Escala Imprevista: Meu Encontro Lésbico Quente no Hotel do Aeroporto

Estava voltando de férias no sol do Algarve, corpo ainda bronzeado, cheirando a sal e protetor solar. Mas o voo atrasou por uma tempestade bruta em Lisboa. Escale imprevista. Check-in no hotel colado ao aeroporto. Ar condicionado gelado batendo na pele suada, barulho dos motores ao fundo. No lobby, ela. Rosa, 25 anos, cabelo castanho ondulado, vestido leve de verão. De Porto, também presa aqui. Olhos castanhos, seios firmes marcando o tecido fino.

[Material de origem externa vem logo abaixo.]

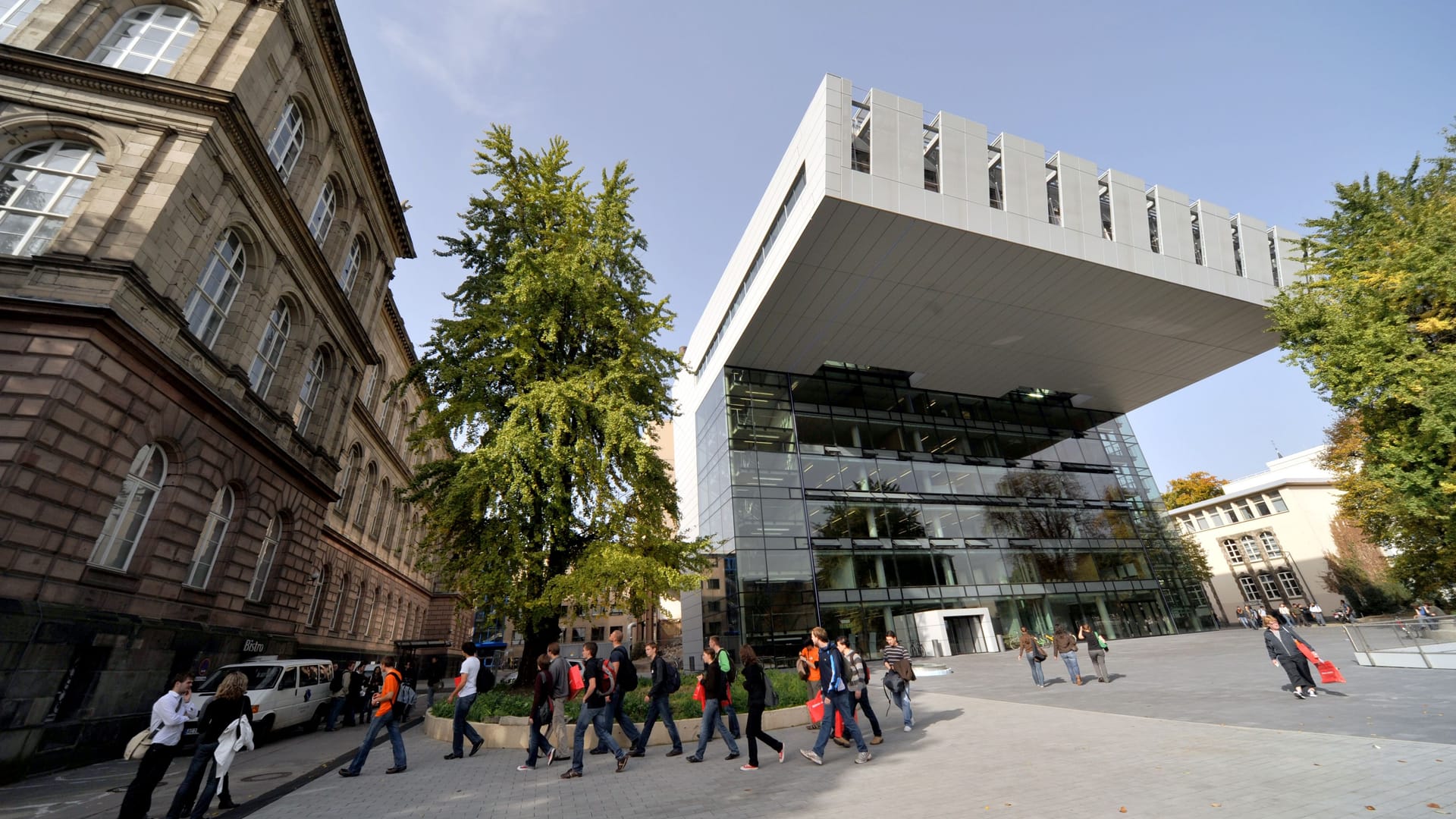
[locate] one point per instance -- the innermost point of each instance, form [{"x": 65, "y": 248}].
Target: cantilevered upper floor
[{"x": 894, "y": 240}]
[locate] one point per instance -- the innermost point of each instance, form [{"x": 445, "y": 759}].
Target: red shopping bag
[
  {"x": 816, "y": 708},
  {"x": 1329, "y": 672}
]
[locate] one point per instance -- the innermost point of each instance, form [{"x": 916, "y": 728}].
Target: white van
[{"x": 284, "y": 692}]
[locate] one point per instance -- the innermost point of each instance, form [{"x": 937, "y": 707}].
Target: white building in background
[{"x": 1267, "y": 534}]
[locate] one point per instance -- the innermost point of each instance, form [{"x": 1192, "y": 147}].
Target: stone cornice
[
  {"x": 325, "y": 17},
  {"x": 228, "y": 111}
]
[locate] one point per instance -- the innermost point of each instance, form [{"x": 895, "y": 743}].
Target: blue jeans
[
  {"x": 1036, "y": 670},
  {"x": 617, "y": 716},
  {"x": 1071, "y": 659},
  {"x": 538, "y": 745},
  {"x": 712, "y": 719},
  {"x": 193, "y": 780},
  {"x": 462, "y": 727},
  {"x": 660, "y": 706},
  {"x": 843, "y": 703},
  {"x": 395, "y": 742},
  {"x": 902, "y": 700},
  {"x": 596, "y": 717}
]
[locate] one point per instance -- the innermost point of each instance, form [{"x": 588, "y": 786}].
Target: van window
[{"x": 258, "y": 676}]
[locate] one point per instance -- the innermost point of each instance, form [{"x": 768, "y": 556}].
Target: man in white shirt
[
  {"x": 169, "y": 713},
  {"x": 463, "y": 697}
]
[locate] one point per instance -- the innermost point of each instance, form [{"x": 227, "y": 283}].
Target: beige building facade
[
  {"x": 1266, "y": 537},
  {"x": 197, "y": 457}
]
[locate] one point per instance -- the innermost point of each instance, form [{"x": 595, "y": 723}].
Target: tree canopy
[
  {"x": 1372, "y": 321},
  {"x": 549, "y": 379},
  {"x": 1191, "y": 488}
]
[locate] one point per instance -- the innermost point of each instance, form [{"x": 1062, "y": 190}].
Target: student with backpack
[
  {"x": 601, "y": 682},
  {"x": 730, "y": 675},
  {"x": 625, "y": 672},
  {"x": 666, "y": 681},
  {"x": 389, "y": 700}
]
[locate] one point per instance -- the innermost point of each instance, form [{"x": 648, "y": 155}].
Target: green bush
[{"x": 517, "y": 703}]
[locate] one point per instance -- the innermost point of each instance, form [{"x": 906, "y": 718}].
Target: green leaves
[
  {"x": 1372, "y": 321},
  {"x": 549, "y": 378}
]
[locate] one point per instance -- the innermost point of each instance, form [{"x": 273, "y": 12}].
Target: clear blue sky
[{"x": 1258, "y": 107}]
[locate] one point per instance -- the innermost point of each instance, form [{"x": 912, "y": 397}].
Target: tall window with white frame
[
  {"x": 212, "y": 541},
  {"x": 14, "y": 14},
  {"x": 322, "y": 218},
  {"x": 216, "y": 287},
  {"x": 270, "y": 350},
  {"x": 147, "y": 39},
  {"x": 309, "y": 392},
  {"x": 286, "y": 142},
  {"x": 131, "y": 509},
  {"x": 265, "y": 557},
  {"x": 39, "y": 187}
]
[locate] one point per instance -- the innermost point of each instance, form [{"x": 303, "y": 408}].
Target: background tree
[
  {"x": 549, "y": 379},
  {"x": 1372, "y": 322},
  {"x": 1191, "y": 488}
]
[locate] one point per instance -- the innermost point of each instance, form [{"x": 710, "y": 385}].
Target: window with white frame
[
  {"x": 131, "y": 509},
  {"x": 14, "y": 14},
  {"x": 270, "y": 350},
  {"x": 1250, "y": 588},
  {"x": 351, "y": 265},
  {"x": 39, "y": 187},
  {"x": 216, "y": 287},
  {"x": 147, "y": 39},
  {"x": 287, "y": 140},
  {"x": 1251, "y": 548},
  {"x": 322, "y": 218},
  {"x": 265, "y": 557},
  {"x": 207, "y": 547},
  {"x": 309, "y": 392},
  {"x": 1270, "y": 588}
]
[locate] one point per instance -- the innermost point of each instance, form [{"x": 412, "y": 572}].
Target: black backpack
[{"x": 626, "y": 672}]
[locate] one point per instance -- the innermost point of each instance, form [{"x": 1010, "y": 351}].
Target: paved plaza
[{"x": 1191, "y": 725}]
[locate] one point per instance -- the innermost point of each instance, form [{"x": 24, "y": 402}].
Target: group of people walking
[{"x": 1066, "y": 646}]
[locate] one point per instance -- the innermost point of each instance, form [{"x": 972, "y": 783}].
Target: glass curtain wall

Conversamos no bar. Ela snobava um pouco. ‘ És tão… exposta, com esse decote ‘, disse, corando. Ri. ‘ Longe de casa, ninguém me conhece. Liberdade, sabes? ‘ Ela moralizava: portas abertas no banho, palavrões, impudica. Onde arranjou essa palavra antiga? O céu escurecia, ar húmido. ‘ Vamos dar uma volta? Esticar as pernas antes do sol se pôr. ‘ Aceitou, relutante. ‘ Ok, mas rápido. ‘

A Tempestade e a Tensão com a Desconhecida

Lá fora, calor moite, vento quente. Chuva fina no início. De repente, torrenencial. Corremos para um abrigo de árvores perto do hotel. ‘ Árvores em temporal? Pior ideia! ‘, gritou ela, puxando-me de volta. Atrás dela, vi tudo. Camisa colada, sem sutiã, mamilos duros apontando. Saia leve, vento levanta, sem cuecas. Bunda redonda, perfeita, cona depilada a brilhar molhada. Parei, excitada. ‘ Rosa, sem nada por baixo? Gostas do vento na cona? ‘

Ela virou, furiosa. ‘ Cala-te! ‘ Escorregou numa poça de lama, platô ventre. Chorava de raiva, corpo tremendo, barro escorrendo pelas coxas. Tive pena. Ajoelhei, limpei com folhas. ‘ Desculpa… não quis. Levanta. ‘ Ela soluçava. Toquei o rosto, desci à bunda, lama escorregadia. ‘ Deixa-me ajudar. ‘ Beijei-a devagar. Lábios macios, gosto de chuva e sal. Ela correspondeu, língua faminta. ‘ Vem, pro hotel. Ninguém sabe. ‘

Foda Selvagem e o Adeus Apimentado

No quarto dela, porta bateu. Clim ronronando, lençóis brancos frios. Arrancamos roupa molhada. Corpos nus, pele quente contra pele. ‘ Quero-te tanto ‘, murmurou ela, mãos nas minhas tetas. Chupei mamilos rosados, duros como pedras. Desci, lama ainda nas coxas. Lamba cona dela, molhada de chuva e tesão. Sabor salgado, doce, clitóris inchado pulsando na língua. ‘ Ai, fode-me com a boca! ‘, gemeu. Dedos dentro, dois, três, bombeando forte. Ela arqueou, gritou, gozou jorrando na minha cara.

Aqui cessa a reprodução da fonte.